Compliance Frameworks
This integration provides evidence for the following compliance frameworks:SOC 2
Access controls, monitoring, and change management evidence.
ISO 27001
Asset management, access control, and operations security evidence.
GDPR
Access records and data processing evidence.
Troubleshooting
Integration shows Disconnected
Integration shows Disconnected
Re-authenticate by going to Settings → Integrations → Google Cloud Platform (GCP) and clicking Reconnect. This usually happens when API tokens expire or permissions change.
Data is not syncing
Data is not syncing
Verify that the connected account still has the required admin permissions. Try a manual sync from the integration settings page. If the issue persists, check your Google Cloud Platform (GCP) API rate limits.
Tests are not generating
Tests are not generating
Tests generate after the first successful data sync.
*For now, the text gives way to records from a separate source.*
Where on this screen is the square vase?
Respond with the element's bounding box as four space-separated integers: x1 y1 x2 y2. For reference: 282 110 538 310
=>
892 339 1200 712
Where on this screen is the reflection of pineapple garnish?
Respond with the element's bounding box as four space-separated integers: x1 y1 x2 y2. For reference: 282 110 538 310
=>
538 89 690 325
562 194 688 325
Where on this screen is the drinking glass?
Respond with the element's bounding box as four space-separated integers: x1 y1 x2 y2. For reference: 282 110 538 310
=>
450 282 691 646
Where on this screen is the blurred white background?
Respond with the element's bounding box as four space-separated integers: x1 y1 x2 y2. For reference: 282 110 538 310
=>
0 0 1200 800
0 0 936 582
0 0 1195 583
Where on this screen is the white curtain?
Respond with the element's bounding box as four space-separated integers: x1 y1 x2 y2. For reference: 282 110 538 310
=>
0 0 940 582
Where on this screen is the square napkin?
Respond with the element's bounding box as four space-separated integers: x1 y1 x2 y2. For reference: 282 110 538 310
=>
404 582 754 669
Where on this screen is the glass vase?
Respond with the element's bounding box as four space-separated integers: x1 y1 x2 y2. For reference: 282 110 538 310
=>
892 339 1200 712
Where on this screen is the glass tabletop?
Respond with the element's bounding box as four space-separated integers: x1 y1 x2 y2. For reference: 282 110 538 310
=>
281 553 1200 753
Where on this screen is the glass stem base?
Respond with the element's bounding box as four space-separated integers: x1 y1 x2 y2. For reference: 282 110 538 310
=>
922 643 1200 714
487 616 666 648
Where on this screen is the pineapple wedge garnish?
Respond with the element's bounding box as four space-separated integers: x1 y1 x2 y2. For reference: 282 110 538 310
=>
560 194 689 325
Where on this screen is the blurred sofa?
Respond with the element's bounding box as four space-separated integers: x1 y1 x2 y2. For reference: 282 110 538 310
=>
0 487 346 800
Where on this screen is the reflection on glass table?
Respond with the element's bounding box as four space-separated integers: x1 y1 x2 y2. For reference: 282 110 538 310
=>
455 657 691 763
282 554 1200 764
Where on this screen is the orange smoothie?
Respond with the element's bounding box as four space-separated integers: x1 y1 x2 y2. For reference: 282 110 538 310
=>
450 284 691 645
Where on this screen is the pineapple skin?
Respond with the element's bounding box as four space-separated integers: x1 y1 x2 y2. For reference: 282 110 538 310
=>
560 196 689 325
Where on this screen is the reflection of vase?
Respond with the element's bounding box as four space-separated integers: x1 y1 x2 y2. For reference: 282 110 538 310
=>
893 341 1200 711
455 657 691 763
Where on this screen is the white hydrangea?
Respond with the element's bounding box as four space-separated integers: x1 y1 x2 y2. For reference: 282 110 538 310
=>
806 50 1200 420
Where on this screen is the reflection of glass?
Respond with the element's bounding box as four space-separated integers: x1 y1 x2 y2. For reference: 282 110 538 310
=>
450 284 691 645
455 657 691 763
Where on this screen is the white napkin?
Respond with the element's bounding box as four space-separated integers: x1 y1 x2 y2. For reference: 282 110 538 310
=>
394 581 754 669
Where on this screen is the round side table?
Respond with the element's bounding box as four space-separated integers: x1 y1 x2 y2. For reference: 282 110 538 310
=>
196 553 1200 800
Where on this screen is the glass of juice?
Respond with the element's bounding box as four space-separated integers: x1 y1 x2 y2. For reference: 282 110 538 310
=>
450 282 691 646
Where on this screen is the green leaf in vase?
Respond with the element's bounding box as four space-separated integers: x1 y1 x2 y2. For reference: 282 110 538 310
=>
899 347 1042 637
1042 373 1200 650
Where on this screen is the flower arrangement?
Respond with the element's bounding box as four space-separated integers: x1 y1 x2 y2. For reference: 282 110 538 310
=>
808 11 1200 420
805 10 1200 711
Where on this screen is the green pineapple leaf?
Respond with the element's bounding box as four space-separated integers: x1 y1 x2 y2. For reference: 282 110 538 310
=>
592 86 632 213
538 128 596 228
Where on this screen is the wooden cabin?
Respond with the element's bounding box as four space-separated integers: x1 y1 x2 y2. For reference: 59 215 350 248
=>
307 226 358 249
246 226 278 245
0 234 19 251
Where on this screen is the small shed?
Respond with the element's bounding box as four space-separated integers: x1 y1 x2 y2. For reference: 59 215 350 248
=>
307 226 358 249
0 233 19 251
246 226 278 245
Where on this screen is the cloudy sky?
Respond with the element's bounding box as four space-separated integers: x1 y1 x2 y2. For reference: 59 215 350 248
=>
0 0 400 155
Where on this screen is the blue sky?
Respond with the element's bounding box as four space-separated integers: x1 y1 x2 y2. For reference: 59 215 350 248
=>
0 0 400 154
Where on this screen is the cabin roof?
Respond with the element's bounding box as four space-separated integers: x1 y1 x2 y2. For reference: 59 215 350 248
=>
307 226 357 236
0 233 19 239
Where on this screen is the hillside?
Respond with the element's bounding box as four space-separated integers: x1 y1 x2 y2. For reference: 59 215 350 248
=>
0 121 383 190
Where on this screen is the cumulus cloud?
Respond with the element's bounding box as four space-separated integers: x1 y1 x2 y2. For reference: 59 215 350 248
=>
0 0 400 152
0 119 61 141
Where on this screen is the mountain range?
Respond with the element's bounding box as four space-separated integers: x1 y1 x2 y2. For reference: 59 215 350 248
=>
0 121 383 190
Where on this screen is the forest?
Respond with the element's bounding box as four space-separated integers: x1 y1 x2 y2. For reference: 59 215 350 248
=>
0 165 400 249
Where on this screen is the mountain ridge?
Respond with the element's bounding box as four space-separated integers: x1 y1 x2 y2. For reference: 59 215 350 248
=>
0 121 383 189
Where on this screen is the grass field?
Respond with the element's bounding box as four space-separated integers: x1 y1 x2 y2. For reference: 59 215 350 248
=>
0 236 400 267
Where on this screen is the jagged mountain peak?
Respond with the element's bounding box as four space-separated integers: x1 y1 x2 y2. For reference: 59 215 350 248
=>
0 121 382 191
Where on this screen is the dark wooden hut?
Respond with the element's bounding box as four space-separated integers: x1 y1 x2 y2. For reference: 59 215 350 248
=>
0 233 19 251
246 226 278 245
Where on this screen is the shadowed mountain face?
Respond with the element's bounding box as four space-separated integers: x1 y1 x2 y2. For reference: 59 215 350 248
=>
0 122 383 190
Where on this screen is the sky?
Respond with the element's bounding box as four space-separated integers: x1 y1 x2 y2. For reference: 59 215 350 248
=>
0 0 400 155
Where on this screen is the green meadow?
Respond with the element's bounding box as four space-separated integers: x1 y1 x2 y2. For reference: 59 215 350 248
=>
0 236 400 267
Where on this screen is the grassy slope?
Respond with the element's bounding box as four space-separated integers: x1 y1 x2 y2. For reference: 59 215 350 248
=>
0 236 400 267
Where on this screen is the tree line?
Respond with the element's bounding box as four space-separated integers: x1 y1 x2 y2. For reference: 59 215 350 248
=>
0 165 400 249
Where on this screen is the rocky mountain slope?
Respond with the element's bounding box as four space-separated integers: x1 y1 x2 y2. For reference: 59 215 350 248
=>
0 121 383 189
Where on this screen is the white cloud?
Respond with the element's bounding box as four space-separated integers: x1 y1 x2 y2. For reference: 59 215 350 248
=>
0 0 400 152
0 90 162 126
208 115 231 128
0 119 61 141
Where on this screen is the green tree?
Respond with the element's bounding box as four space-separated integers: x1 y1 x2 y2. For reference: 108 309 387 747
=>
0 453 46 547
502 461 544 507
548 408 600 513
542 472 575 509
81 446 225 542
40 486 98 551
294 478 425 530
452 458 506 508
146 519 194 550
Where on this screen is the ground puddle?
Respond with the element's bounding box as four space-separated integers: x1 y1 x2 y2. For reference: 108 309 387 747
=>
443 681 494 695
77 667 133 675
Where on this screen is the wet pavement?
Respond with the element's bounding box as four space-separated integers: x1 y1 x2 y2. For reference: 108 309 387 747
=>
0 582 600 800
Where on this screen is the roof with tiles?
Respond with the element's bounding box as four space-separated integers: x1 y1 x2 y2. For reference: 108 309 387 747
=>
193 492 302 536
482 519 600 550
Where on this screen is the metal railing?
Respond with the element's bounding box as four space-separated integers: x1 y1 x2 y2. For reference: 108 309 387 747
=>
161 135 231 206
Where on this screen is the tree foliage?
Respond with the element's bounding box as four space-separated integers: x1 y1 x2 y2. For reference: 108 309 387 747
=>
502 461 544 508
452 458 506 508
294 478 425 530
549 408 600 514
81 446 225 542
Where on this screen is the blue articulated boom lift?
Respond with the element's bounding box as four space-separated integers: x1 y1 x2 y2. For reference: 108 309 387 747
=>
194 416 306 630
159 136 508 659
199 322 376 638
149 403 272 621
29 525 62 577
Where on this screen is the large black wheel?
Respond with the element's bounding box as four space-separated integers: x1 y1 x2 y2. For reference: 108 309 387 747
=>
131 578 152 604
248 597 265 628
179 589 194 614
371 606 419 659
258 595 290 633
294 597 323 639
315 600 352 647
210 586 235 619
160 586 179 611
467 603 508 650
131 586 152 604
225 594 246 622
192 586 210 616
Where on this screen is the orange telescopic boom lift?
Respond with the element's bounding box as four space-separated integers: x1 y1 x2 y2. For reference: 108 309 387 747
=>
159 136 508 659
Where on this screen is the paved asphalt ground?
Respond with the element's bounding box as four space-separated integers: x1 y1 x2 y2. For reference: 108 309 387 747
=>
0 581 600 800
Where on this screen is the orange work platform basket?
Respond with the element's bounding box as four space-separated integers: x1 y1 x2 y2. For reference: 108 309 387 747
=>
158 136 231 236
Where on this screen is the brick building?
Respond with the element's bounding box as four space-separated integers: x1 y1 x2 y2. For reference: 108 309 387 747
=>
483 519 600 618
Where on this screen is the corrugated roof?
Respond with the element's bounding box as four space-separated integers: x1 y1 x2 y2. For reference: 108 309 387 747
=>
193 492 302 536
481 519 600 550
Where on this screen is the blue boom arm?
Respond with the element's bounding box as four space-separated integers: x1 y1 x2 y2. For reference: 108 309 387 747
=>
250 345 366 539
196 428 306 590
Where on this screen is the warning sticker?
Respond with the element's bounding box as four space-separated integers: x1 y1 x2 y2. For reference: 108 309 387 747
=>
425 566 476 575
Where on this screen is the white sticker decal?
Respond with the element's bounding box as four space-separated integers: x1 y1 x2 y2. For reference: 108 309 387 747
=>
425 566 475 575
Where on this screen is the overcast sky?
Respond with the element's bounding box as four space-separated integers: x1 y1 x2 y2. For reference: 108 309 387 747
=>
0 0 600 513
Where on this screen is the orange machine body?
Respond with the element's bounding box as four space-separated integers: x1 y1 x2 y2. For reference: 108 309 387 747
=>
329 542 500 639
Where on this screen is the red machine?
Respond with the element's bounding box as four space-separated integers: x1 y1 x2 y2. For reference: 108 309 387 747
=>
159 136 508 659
If sync completed but tests are missing, ensure the relevant features are configured in Google Cloud Platform (GCP) (e.g., GuardDuty must be enabled in AWS for GuardDuty tests to appear).
Some users are missing from the sync
Some users are missing from the sync
DSALTA syncs all users visible to the connected admin account. If users are missing, verify they are within the scope you configured during setup. Suspended or deleted accounts may not appear.